This Exercise will introduce you to reading vector and raster data into R, and tabulating raster areas using a vector (watershed boundary). For more information on spatial analysis in R, see: https://www.paulamoraga.com/book-spatial/spatial-data-in-r.html
Focus on sf and stars (the new raster package): https://r-spatial.org/book/07-Introsf.html
For each line of code below, enter it into the R script.
Then, put the cursor on the line, and press “>Run” button in the
upper right corner of script window.
You only have to “install.packages” once. After you have run this, you can comment it out with “#”
Note: Until 2023, R used the rgdal and regeos packages for spatial data. That has been changed to the “sf” package.
install.packages("raster")
install.packages("sf")
install.packages("htmlTable")
You need to call “library” every time you start a new R session.
library(stars)
## Warning: package 'stars' was built under R version 4.2.3
## Warning: package 'sf' was built under R version 4.2.3
library(sf)
library(htmlTable)
## Warning: package 'htmlTable' was built under R version 4.2.3
To see what each of these libraries do, do a google search on, e.g. “R cran raster package”
Set the input directory and filename for the watershed boundary shapefile. * This is the watershed boundary of the shapefile you delineated in Exercise 2. Note that there is no .shp extension on the shapefile name (fname.shp below)
indir.shp = "<your directory that has the shp files>"
# This is the directory where you saved your watershed boundary from Exercise 2.
# IMPORTANT: this string cannot have a "/" at the end, so:
# indir.shp = "C:/myfiles/GEOG576"
# *not*
# indir.shp = "C:/myfiles/GEOG576/"
# Note that the directory has to have all of the files associated with your los penasquitos shapefile, including shp, shx, etc...
fname.shp = "< name you gave to the los penasquitos shapefile >"
# Note...do not include the "shp" extension.

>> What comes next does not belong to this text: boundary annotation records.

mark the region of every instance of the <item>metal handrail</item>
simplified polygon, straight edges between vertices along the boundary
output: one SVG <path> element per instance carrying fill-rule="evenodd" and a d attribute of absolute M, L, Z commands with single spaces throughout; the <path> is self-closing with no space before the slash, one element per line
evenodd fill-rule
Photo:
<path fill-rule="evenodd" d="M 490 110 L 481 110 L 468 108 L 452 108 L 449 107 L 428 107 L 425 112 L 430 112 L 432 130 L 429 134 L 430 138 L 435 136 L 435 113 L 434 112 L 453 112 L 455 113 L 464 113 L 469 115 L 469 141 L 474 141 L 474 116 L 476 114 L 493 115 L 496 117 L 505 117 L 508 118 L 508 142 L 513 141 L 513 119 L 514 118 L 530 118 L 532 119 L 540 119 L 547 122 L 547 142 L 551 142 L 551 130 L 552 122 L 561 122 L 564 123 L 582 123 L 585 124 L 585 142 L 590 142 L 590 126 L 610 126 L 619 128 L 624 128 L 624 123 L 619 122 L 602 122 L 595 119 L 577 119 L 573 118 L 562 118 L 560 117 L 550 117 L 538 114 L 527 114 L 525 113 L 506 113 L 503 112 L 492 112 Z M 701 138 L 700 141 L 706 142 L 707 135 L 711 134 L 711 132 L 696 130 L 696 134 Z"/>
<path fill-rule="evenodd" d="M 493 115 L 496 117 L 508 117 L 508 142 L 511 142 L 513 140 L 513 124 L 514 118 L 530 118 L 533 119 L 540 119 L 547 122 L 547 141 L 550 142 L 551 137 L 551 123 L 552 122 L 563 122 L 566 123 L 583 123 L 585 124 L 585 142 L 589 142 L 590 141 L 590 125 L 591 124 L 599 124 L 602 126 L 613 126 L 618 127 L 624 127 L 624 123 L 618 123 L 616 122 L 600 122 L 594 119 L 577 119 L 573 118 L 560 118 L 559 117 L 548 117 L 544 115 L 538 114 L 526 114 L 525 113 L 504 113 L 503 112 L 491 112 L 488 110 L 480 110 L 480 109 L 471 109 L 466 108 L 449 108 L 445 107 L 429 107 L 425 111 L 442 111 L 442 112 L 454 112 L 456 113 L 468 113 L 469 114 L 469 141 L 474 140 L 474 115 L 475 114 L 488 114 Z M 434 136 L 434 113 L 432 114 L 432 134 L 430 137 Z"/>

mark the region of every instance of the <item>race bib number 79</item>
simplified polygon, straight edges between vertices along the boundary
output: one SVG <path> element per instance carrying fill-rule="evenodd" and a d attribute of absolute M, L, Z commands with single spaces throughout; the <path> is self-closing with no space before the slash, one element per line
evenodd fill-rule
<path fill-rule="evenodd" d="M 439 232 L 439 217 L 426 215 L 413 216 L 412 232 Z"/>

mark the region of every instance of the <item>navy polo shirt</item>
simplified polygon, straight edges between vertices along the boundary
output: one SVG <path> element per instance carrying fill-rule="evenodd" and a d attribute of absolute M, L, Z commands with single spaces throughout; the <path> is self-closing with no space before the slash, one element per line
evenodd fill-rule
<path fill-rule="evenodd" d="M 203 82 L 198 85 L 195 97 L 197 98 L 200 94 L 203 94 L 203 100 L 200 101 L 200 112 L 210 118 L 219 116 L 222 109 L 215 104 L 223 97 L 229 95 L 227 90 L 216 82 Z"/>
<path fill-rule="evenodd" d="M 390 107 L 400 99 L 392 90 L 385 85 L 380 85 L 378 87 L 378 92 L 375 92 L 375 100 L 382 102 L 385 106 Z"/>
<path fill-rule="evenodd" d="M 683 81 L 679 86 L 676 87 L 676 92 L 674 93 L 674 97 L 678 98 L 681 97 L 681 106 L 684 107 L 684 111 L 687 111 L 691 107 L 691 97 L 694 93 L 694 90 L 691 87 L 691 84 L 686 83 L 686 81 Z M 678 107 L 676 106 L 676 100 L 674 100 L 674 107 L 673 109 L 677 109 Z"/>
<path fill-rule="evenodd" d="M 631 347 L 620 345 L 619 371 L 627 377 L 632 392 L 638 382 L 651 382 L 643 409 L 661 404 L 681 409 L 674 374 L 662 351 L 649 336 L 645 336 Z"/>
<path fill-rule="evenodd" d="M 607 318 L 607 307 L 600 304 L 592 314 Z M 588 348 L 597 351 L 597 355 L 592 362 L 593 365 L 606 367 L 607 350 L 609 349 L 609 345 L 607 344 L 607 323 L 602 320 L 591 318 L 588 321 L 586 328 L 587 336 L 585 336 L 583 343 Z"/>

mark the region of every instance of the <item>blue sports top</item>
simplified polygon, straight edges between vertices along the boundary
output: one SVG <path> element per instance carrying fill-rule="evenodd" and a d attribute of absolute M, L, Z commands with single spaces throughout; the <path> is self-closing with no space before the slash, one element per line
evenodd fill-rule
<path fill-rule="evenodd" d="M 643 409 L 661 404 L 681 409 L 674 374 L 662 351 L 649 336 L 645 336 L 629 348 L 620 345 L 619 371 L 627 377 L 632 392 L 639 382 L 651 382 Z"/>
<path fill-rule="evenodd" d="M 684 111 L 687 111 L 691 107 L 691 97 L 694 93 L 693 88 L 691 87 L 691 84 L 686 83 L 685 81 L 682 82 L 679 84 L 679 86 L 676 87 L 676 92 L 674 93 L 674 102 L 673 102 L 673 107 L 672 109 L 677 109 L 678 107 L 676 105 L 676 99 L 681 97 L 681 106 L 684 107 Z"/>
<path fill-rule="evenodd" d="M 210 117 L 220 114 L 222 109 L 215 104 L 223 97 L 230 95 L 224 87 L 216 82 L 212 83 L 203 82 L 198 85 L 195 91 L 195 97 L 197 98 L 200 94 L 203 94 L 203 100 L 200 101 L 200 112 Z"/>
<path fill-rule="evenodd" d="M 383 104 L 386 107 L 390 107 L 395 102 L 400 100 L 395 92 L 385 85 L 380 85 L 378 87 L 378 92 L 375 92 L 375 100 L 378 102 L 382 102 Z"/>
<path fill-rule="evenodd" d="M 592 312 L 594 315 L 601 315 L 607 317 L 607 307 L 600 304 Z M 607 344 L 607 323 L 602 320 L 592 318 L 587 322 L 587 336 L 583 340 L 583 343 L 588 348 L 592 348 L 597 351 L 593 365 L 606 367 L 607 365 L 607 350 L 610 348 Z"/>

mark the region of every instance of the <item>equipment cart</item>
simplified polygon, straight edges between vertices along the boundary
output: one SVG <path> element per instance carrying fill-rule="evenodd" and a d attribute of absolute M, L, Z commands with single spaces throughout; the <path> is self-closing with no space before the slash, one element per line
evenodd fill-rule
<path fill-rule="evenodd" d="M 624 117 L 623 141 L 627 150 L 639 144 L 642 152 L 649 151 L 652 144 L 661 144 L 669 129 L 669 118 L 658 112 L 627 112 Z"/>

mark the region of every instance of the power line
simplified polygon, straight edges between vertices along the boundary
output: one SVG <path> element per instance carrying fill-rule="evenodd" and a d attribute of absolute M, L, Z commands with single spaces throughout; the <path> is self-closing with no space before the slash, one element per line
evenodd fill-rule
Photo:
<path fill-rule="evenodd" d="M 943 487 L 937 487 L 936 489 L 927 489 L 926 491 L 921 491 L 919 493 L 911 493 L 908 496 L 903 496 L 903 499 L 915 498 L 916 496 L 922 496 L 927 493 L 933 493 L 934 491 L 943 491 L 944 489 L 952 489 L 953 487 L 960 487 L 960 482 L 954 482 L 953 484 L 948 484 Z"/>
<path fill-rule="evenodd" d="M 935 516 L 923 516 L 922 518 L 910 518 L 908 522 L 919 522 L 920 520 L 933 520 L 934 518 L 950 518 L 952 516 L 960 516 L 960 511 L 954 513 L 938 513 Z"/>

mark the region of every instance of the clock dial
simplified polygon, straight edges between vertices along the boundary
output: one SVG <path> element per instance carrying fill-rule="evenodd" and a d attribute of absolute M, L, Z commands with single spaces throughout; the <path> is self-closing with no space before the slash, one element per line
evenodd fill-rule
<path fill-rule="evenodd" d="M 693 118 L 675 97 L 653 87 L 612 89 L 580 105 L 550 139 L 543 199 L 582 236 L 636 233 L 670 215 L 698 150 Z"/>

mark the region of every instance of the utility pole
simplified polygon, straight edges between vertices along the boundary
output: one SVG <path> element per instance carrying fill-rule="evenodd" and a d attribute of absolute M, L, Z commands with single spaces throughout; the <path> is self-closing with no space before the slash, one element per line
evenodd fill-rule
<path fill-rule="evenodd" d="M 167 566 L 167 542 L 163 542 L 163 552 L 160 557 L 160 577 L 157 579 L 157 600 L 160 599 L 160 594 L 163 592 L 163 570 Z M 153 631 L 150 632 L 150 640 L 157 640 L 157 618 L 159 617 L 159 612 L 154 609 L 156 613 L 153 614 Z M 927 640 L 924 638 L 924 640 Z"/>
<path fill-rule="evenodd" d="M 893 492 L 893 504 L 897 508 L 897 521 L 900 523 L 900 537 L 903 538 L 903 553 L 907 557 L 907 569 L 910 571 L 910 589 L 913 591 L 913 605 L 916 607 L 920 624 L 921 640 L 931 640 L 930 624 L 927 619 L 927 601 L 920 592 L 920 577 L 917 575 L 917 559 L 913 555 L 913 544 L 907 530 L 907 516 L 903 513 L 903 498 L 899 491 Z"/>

For example, if your los pen shapefile name is "trentwshed.shp", then fname.shp will be "trentwshed".
Now read in the watershed boundary shapefile. st_read is a function in the library sf. Use ? to find out more about the function:
?st_read
Now use st_read to read in your watershed boundary
wshed.shp = st_read(dsn=indir.shp,layer=fname.shp) # The "=" inside the function call are optional.
## Reading layer `lospen_wshed_10m_utm11' from data source
## `K:\My Drive\Gdrive\mydocuments\SDSU_classes\past\2020_2021_701_576\2020F_576_701_498\576\hw\data\spatial\DEM\biggs_output'
## using driver `ESRI Shapefile'
## Simple feature collection with 1 feature and 3 fields
## Geometry type: POLYGON
## Dimension: XY
## Bounding box: xmin: 488586.1 ymin: 3641729 xmax: 504566.1 ymax: 3651339
## Projected CRS: WGS 84 / UTM zone 11N
Set the input directory and filename, and read in the land cover data.
Check the coordinate reference system (aka projection) of the watershed shapefile: See what the crs function does:
?st_crs
Now check the crs of your watershed boundary:
st_crs(wshed.shp)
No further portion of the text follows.